The Grillo legal malpractice case was settled by the personal injury firm that handled the medical malpractice action on behalf of the minor and by the guardian ad litem (“GAL”) who had represented the minor’s interests when the settlement was approved.
The personal injury firm settled the legal malpractice action for its handling of the medical malpractice settlement for $1,600,000. Interestingly, the suit against the GAL was settled for $2,500,000. For attorneys that serve as guardian ad litems with any frequency, it is attention-grabbing that the GAL wound up with the largest share of the liability in terms of the gross settlement amount. However, it sends a clear warning message to personal injury lawyers as well as guardian ad litems about their obligations to properly advise a client about the financial options they have and preservation of public benefits.
The only other reported decision regarding suit over failing to give advice about the form of settlement is the French v.
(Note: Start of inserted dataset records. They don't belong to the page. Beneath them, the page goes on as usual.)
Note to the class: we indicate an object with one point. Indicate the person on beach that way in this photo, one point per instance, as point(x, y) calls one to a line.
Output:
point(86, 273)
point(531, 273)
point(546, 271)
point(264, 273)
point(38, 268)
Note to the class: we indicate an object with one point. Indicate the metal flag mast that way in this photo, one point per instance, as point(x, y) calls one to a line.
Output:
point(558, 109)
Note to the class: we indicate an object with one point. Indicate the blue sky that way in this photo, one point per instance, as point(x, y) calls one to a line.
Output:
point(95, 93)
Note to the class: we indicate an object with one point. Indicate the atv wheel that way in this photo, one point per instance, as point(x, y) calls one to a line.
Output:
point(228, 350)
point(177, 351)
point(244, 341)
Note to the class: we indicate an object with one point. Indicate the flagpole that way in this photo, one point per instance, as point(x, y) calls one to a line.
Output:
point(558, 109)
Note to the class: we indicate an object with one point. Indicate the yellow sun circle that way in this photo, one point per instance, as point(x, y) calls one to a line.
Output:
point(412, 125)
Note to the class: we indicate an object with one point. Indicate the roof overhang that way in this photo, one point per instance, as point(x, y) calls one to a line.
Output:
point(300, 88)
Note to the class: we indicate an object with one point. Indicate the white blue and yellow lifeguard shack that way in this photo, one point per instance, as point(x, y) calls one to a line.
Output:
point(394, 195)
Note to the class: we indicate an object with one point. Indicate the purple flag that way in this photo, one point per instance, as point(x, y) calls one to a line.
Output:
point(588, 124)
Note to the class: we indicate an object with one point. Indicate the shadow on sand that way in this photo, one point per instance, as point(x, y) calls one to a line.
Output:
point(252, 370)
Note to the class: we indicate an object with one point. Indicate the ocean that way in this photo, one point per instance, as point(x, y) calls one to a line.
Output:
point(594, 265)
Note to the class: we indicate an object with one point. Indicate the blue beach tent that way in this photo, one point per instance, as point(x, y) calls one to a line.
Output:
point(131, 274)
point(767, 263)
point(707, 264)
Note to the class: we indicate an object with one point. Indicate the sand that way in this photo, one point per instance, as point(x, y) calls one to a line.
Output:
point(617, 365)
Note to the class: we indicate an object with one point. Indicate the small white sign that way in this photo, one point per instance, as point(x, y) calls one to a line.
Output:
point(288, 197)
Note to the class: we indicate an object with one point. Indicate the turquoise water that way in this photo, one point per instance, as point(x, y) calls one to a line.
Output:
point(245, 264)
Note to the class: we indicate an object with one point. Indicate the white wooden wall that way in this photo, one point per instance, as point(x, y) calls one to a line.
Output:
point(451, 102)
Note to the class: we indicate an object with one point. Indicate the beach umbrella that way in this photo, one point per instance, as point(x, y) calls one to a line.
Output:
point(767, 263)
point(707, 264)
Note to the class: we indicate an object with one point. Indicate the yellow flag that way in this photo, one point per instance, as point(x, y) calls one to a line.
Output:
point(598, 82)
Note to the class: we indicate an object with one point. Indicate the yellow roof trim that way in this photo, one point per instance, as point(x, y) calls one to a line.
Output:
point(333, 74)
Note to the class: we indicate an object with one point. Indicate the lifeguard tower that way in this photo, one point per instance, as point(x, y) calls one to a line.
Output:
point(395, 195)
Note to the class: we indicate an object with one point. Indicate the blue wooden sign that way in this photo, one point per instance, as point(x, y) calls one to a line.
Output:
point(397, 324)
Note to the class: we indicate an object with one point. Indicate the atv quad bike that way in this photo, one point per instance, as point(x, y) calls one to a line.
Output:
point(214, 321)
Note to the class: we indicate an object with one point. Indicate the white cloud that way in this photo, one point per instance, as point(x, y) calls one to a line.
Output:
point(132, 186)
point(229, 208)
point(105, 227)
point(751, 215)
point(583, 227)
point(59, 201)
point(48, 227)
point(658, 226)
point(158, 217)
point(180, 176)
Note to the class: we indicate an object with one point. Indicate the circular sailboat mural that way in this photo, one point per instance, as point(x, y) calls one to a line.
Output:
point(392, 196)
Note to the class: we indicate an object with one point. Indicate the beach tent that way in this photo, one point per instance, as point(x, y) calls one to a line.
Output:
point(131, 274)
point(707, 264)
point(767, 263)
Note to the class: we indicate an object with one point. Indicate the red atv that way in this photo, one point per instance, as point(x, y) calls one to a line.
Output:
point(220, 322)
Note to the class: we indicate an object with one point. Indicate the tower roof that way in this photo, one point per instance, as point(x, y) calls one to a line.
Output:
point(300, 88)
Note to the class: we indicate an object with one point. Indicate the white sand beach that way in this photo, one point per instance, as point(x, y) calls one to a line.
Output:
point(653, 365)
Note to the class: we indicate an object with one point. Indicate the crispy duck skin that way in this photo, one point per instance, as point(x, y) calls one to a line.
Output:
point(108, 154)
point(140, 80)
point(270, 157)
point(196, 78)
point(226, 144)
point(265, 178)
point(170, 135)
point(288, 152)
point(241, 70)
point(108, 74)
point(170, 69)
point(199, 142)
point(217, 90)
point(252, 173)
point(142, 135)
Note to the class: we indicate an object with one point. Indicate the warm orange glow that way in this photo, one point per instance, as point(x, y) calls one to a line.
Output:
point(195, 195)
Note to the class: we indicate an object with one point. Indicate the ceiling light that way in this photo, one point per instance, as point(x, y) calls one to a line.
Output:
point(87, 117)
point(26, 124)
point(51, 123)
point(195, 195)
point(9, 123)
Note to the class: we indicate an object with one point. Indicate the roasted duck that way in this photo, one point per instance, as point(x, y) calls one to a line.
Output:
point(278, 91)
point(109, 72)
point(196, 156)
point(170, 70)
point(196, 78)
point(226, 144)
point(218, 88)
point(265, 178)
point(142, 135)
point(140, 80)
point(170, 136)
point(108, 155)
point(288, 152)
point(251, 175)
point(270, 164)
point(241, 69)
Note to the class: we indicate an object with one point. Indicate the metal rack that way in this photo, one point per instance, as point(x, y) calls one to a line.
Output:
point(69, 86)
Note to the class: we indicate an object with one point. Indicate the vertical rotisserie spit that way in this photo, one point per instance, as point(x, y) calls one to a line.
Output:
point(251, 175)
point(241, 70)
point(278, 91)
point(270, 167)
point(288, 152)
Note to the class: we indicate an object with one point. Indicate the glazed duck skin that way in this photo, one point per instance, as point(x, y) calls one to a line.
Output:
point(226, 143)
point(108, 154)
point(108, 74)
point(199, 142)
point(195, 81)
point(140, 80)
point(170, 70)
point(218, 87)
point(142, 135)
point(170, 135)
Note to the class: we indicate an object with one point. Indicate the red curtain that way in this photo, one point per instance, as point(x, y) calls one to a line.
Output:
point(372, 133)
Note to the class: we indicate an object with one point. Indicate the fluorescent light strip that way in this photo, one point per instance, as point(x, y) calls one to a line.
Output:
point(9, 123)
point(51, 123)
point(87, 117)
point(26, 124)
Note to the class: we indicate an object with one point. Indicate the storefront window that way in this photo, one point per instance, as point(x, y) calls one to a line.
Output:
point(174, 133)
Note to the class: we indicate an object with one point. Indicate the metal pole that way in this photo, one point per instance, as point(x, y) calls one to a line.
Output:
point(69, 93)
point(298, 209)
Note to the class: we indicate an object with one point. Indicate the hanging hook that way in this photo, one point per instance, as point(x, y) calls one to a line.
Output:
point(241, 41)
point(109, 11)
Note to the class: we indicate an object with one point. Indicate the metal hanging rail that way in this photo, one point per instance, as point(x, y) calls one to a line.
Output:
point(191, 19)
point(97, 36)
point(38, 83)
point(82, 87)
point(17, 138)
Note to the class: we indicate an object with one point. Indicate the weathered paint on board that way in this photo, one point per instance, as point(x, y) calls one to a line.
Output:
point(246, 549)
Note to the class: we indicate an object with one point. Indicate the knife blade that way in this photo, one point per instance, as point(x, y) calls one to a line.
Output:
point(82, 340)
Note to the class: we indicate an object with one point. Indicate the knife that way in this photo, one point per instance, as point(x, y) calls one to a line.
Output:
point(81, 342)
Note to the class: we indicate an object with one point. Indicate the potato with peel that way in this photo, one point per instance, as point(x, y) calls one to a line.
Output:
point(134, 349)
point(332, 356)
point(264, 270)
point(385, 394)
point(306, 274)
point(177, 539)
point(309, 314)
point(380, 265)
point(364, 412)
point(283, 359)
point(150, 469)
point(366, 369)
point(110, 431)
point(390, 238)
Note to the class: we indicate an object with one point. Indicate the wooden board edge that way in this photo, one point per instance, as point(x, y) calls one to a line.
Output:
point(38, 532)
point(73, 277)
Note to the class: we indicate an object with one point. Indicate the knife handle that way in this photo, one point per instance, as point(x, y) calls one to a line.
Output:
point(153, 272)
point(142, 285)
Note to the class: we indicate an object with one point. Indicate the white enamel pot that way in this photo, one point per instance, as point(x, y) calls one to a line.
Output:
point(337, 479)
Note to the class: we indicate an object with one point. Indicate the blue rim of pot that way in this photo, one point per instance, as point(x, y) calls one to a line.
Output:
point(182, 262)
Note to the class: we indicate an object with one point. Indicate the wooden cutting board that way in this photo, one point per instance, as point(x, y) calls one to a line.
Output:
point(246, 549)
Glorioso decision.
In French, the injury victim, Karen French, was shot during a robbery attempt at a parking garage in New Orleans and was rendered a quadriplegic. She brought suit against the owners of the parking garage on a negligent security cause of action.
At the time of the shooting, she was covered by a group health care plan but subsequently lost the coverage and was dependent on Medicaid. The case was settled in November of 1998. In July of 1999, French consulted an attorney about setting up a special needs trust. The attorney advised her that she would lose her Medicaid eligibility since the settlement was deposited into the plaintiff attorney’s trust account. Following this discovery, French brought suit against the personal injury lawyer for legal malpractice, negligent misrepresentation, breach of contract and breach of fiduciary duty.
Ultimately the French case was not decided upon the merits of her claim against her personal injury attorney but instead on a personal jurisdiction issue. Ms. French hired a Texas lawyer to handle the claim who in turn associated with local Louisiana counsel since suit needed to be filed in Louisiana.
The legal malpractice action was brought in Texas against the Louisiana attorney which raised personal jurisdiction issues. There appeared to be some factual dispute between French and her personal injury attorney over what had been recommended in terms of setting up a special needs trust but it again demonstrates the potential malpractice liability for failing to properly and fully advise clients about the impact of the settlement on their financial situation and public benefit eligibility.
Finally, the American Bar Association released its report on the Profile of Legal Malpractice Claims in 2003 and personal injury lawyers made up the largest percentage of malpractice claims, twenty percent. Advice and settlement/negotiation made up over twenty-three percent of the claims overall. When those two categories are combined they are tied for first in terms of the highest claims by type of activity in the study.
While the report does not specify, it is logical to conclude that claims of failing to give advice about financial options, taxation of damages and preservation of public benefits would squarely fall within the purview of advice as well as settlement/negotiation malpractice claims.
This statement is based on the author’s personal experience and observations in countless cases. However, the author acknowledges that practices do vary considerably in this area. Some trial lawyers may simply refer a client to a financial advisor or a local bank. Others may employ a settlement planner with expertise in structured settlements and public benefit preservation techniques. See also Ellen S. Pryor, Liability for Inchoate and Future Loss After Judgment, Va. L. Rev., 1758, 1813 – 1827 (2002) (concluding that practices vary considerably in terms of advisement by the trial lawyer regarding financial obligations at settlement).